Other names: GSK 1841157

Ofatumumab is an experimental drug treatment for relapsing remitting MS. In clinical trials it has been taken as an intravenous infusion or as an injection under the skin (subcutaneous).

Summary

Ofatumumab for relapsing remitting MS: Phase II

Ofatumumab is an experimental drug treatment for relapsing remitting MS. In clinical trials it has been taken as an intravenous infusion or as an injection under the skin (subcutaneous).

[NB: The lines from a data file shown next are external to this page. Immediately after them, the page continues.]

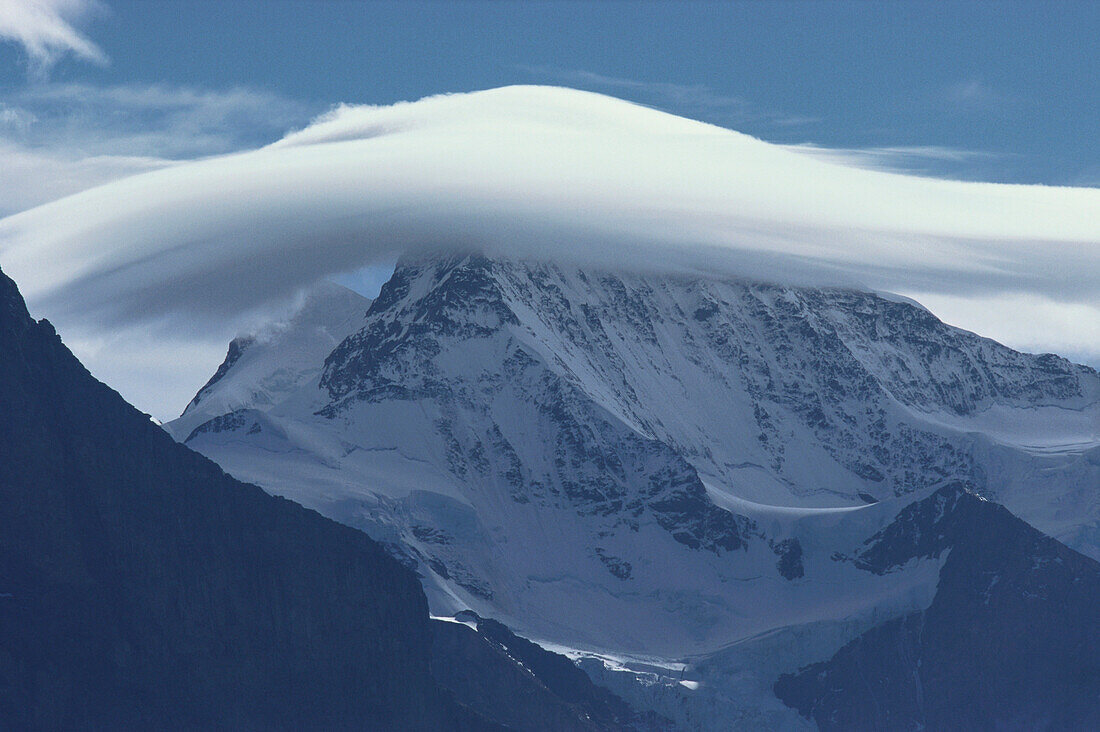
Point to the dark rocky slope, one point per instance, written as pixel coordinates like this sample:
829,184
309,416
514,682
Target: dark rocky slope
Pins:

  • Ofatumumab reduces the number of B cell lymphocytes, a type of white blood cell which is thought to influence the abnormal immune response that causes the attack on the myelin coating of nerves.
  • Preliminary results indicate that for relapsing remitting MS ofatumumab significantly reduced the number of new active lesions seen on MRI.

How does ofatumumab work?

Ofatumumab is a monoclonal antibody, a type of drug developed to attack specific targets in the immune system. Ofatumumab has been designed to bind to a marker (CD20) on the surface of B cell lymphocytes, a type of white blood cell which is thought to influence the abnormal immune response that causes the attack on the myelin coating of nerves. Targeted B cells are destroyed.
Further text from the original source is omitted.